In some cases the problem is caused by a medical condition, which your doctor is going to be able to diagnose. Once diagnosed, he will be better equipped to address solutions to the problem. If you have kept track of how often you go, when you go, and how uncomfortable it is, you will want to share this information with your doctor.
You should also notify your physician of any and all medications you are taking, so that he/she can offer the best solution to your bladder control issues, and the best way to properly treat the problem.
Diagnosis by your health care professional -
In order to properly diagnose the bladder control issues, your doctor will probably ask:
- about any medical conditions you have;
- medications you are taking;
- how often you use the restroom (and how strong the urges are);
- whether you have had any major surgeries in the past; and,
- more than likely will conduct an examination of the pelvis, abdomen, and the nervous system (and prostate in men), in order to properly diagnose the condition.
In some cases you may be referred to a specialist, which might conduct a series of tests, in order to properly diagnose the issue.
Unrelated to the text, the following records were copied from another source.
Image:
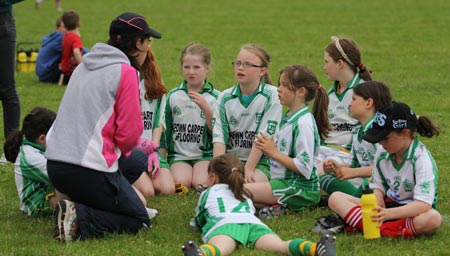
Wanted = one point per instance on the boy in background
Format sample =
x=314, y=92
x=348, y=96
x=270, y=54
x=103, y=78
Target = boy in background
x=72, y=46
x=47, y=63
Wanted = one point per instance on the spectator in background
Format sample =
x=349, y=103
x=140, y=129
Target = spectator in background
x=47, y=64
x=72, y=46
x=8, y=94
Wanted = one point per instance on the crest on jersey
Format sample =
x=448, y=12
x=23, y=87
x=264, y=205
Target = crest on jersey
x=258, y=117
x=380, y=119
x=283, y=145
x=233, y=120
x=271, y=127
x=176, y=111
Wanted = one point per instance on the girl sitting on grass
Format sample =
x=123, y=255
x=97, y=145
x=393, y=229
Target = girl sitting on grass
x=25, y=148
x=225, y=215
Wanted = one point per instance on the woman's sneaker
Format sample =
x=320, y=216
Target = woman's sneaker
x=272, y=211
x=191, y=249
x=66, y=228
x=152, y=213
x=326, y=245
x=331, y=223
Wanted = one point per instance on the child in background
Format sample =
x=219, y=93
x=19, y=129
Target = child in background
x=25, y=148
x=352, y=178
x=292, y=153
x=153, y=102
x=245, y=110
x=72, y=47
x=49, y=57
x=188, y=138
x=344, y=66
x=225, y=215
x=404, y=178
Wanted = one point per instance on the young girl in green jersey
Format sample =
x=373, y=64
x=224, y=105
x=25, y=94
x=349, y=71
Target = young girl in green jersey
x=246, y=109
x=352, y=177
x=225, y=215
x=294, y=148
x=404, y=179
x=188, y=139
x=344, y=66
x=25, y=148
x=153, y=102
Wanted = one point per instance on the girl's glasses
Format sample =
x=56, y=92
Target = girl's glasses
x=238, y=63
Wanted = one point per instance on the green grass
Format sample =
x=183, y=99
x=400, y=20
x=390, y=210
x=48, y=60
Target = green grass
x=405, y=43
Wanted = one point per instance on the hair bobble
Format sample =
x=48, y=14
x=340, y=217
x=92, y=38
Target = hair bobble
x=361, y=65
x=335, y=39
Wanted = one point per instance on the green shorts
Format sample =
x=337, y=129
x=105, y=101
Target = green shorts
x=162, y=162
x=294, y=197
x=244, y=233
x=265, y=168
x=190, y=162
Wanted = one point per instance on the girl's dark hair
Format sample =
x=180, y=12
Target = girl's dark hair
x=425, y=127
x=35, y=123
x=154, y=87
x=262, y=55
x=229, y=169
x=71, y=19
x=378, y=91
x=127, y=44
x=344, y=46
x=300, y=76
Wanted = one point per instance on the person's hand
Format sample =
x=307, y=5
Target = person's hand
x=265, y=144
x=249, y=175
x=382, y=215
x=198, y=99
x=147, y=146
x=344, y=173
x=153, y=164
x=330, y=166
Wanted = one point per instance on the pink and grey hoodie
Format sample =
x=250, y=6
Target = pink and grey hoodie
x=99, y=117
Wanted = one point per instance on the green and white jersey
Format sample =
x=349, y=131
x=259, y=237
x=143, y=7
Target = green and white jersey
x=236, y=121
x=416, y=178
x=187, y=136
x=299, y=139
x=342, y=123
x=363, y=152
x=32, y=182
x=218, y=206
x=152, y=112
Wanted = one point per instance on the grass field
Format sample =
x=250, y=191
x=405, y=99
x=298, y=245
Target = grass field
x=405, y=43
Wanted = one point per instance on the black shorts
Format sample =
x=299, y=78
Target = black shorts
x=134, y=165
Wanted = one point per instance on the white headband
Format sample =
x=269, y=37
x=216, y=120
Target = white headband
x=335, y=39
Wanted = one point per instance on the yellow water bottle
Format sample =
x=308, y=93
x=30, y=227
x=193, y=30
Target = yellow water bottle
x=368, y=202
x=32, y=60
x=22, y=65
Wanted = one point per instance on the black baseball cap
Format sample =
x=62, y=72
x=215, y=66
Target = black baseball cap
x=131, y=24
x=392, y=117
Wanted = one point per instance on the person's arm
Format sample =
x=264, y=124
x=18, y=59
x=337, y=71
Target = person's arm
x=77, y=55
x=201, y=102
x=268, y=147
x=219, y=149
x=128, y=111
x=346, y=172
x=219, y=128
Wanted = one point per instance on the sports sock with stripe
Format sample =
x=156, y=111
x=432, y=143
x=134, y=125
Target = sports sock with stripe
x=302, y=247
x=354, y=218
x=210, y=250
x=400, y=228
x=330, y=183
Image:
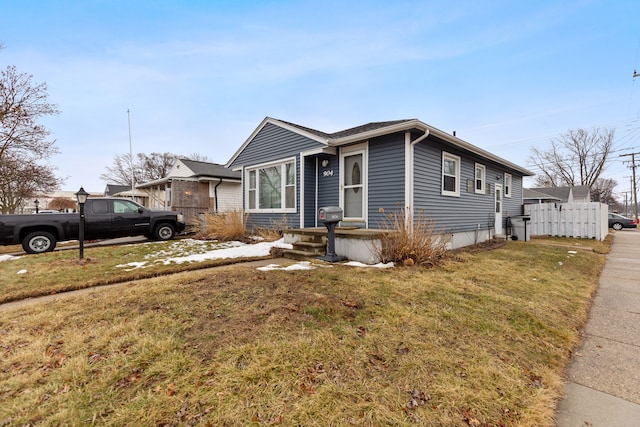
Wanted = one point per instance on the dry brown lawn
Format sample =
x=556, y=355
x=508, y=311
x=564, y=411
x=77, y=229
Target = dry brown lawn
x=481, y=340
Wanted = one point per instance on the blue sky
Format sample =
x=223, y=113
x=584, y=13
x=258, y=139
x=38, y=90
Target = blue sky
x=199, y=76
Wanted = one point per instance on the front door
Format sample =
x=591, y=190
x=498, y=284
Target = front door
x=353, y=179
x=498, y=203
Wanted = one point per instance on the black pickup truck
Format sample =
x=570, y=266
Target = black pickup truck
x=105, y=218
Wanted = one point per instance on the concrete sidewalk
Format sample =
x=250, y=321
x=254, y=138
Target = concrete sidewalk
x=603, y=379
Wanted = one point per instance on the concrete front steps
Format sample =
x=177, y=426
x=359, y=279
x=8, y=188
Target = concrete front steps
x=310, y=246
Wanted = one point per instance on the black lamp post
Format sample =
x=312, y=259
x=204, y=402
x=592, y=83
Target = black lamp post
x=81, y=195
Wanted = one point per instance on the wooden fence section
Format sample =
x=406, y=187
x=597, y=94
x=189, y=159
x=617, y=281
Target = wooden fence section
x=584, y=220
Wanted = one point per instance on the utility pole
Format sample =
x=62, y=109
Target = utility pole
x=133, y=183
x=635, y=192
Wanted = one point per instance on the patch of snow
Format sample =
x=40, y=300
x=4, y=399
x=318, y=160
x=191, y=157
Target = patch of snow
x=135, y=265
x=378, y=265
x=303, y=265
x=238, y=250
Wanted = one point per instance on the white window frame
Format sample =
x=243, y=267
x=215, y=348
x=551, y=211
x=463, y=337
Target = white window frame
x=255, y=192
x=508, y=184
x=482, y=179
x=450, y=157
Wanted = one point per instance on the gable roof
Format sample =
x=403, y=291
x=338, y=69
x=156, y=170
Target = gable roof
x=199, y=171
x=579, y=192
x=532, y=194
x=375, y=129
x=206, y=169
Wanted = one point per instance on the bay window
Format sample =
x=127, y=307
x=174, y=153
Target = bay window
x=272, y=188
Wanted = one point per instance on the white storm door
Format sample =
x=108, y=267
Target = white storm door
x=498, y=204
x=353, y=185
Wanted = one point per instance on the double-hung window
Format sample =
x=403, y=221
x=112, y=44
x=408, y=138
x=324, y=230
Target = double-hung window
x=507, y=184
x=481, y=173
x=450, y=175
x=272, y=187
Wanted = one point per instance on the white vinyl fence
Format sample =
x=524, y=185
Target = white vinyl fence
x=584, y=220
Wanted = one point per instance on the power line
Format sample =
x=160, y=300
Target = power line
x=635, y=192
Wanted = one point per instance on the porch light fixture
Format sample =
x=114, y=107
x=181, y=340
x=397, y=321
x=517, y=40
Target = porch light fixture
x=81, y=195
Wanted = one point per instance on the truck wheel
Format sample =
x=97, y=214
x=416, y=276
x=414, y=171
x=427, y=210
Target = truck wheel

The cystoscope is the most commonly performed test (where the specialist will look inside the bladder, to see if they can spot problem causes).
Upon a diagnosis of the bladder control issues, you will have a few treatment options. In certain cases behavioral therapies are enough to take care of issues which are not as severe.
In certain cases medication might be prescribed to an individual, if the incontinence is caused by something medication can heal. And, in certain cases, surgical procedures are required, depending on the severity of the bladder control issues, and what is causing them.
Regardless of how minor or major the issue seems, it is wise to have your physician run the necessary examinations and tests to determine the extent of the problem. Determining the proper diagnosis is vital to providing treatment for poor bladder control. Not to mention it will provide peace of mind in knowing the type and severity of incontinence you are dealing with.